第47話
「セシル様?」
セシルは舞踏会会場の近くまで来た時、不意に声を掛けられた。振り返るとそこにはエルンストが居た。
「エルンスト」
エルンストは少々戸惑ったような表情でセシルに近づいて来た。
「・・・お早いですね」
まだ、開始時間には余裕があった。それに今回セシルはエドアルドと共に壇上に上がることになっているので開始して暫くしてから会場に入ることになる。会場に来るのはもう少し後でも問題はなかったのだ。
「ごめんなさいね。・・・なんだか、落ち着かなくて」
エルンストの言葉にセシルははにかんだ様な顔をしてそう答えた。そんなセシルの姿にエルンストは思わず笑みをこぼした。
「それはそうでございましょうね。セシル様、どうぞこちらへ」
エルンストはセシルを壇上の後ろにある控室のような部屋に案内した。控室と言っても王族専用であるためその部屋は控室と呼ぶには少々広く豪華だった。その部屋に入ったセシルは奥の扉を見つめて表情を少し引き締めた。その扉は壇上への入口。セシルの王妃としての第一歩への扉だった。
「セシル様、まだ時間がございますのでどうぞ、ごゆっくりなさってください」
「・・・えぇ、そうするわ」
エルンストにそう促されてセシルは扉を見つめるのをやめ、ソファに座った。
「セシル様、会場には開始して少々時間が経ってから入っていただきます。初めに陛下が入られ、続いてセシル様にご入場いただきます」
エルンストは段取りの説明を始めた。セシルはそれを神妙な面持ちで聞いていた。
「侍女殿と騎士殿達にはセシル様の後ろに着いてもらいたいのだが・・」
「畏まりました」
「心得ました」
「仰せのままに」
エルンストの言葉にニコラ達はすぐさま頭を下げて応じた。エルンストが小さく頷く。
「それではセシル様、暫しこちらでお待ちください」
エルンストはそう言うと一礼して部屋を後にした。
エルンストが部屋を去った後、セシルは小さく溜息をついた。
「どうされました?」
その様子を気にしてニコラが声を掛ける。それに対してセシルは少し困ったように笑って見せた。
「・・・お父様、驚くだろうなぁと思ってね」
父に面会したいと申し出た時はこんな大事のなるとは全く考えていなかった。こういうことは前以て知らせておいたほうが本当は良かったのでは無いかとセシルは思っていた。

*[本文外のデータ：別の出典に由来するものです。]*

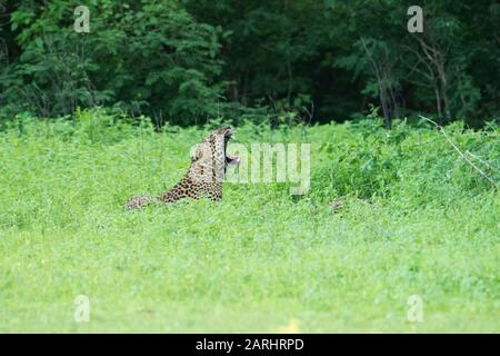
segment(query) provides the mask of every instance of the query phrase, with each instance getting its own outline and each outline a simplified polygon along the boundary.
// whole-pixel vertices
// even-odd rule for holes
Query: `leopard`
[[[238,166],[240,158],[228,154],[228,142],[234,131],[229,126],[212,130],[192,150],[191,164],[184,177],[170,190],[153,196],[133,196],[126,202],[127,209],[144,208],[152,201],[176,202],[180,199],[198,200],[208,197],[222,199],[222,181],[230,166]]]

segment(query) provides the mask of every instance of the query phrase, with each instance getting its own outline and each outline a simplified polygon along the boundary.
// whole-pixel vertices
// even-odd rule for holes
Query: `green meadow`
[[[2,123],[1,333],[500,332],[497,126],[444,127],[464,159],[426,122],[244,123],[234,144],[311,145],[304,195],[224,182],[220,202],[129,211],[220,125],[139,122]]]

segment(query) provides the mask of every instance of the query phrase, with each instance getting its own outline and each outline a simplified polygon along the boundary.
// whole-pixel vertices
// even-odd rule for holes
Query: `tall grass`
[[[247,123],[241,144],[311,144],[308,194],[228,182],[218,204],[123,209],[181,178],[210,128],[4,122],[0,332],[499,332],[499,194],[439,131]],[[446,130],[500,181],[498,128]]]

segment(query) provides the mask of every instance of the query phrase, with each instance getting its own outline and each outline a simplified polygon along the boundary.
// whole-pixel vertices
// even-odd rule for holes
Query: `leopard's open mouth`
[[[230,128],[228,128],[224,132],[226,166],[240,164],[240,158],[238,156],[231,156],[228,154],[228,142],[232,137],[233,137],[233,132]]]

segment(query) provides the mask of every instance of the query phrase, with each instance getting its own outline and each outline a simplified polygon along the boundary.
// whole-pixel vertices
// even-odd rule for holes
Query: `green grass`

自分ほどではないが華やかな世界が苦手な父。その父の前になんの前触れも無く自分が壇上から国王陛下に伴われて現れるのは大きな驚きを与えることは容易に想像できた。セシルはそれが何だか心苦しかった。
「・・・それはそうでございましょうね・・・」
セシルの言葉にニコラの顔も曇る。長年、ブルックナー家に仕えているニコラも一族の性格は熟知しているつもりだった。エディタやディレクならセシルの王妃内定を手を叩いて喜びそうだがアロイスは大いに戸惑いそうだ。だが、最早後戻りは出来ない。ニコラはギュッと己の拳に力を込め、表情を引き締めた。
「セシル様、旦那様を驚かすことになってしまったことは後で旦那様にお詫び申し上げればよろしいじゃございませんか。今は舞踏会を無事に終えることだけ考えて下さいませ」
優しいが有無を言わせぬ雰囲気を纏ったニコラの口調。セシルが迷ったり、躊躇ったりした時、ニコラはいつもこの口調で話しかけセシルの背中を押してきた。セシルもそれを分かっている。ニコラがまた自分の背中を押してくれている。そう思った時、セシルの顔から迷いが消えた。
「・・・そうね、今夜の舞踏会は大切な場所だものね」
自分の新たなる人生の第一歩となる大事な夜に失敗など出来ない。
セシルは改めてその想いを強くしたのだ。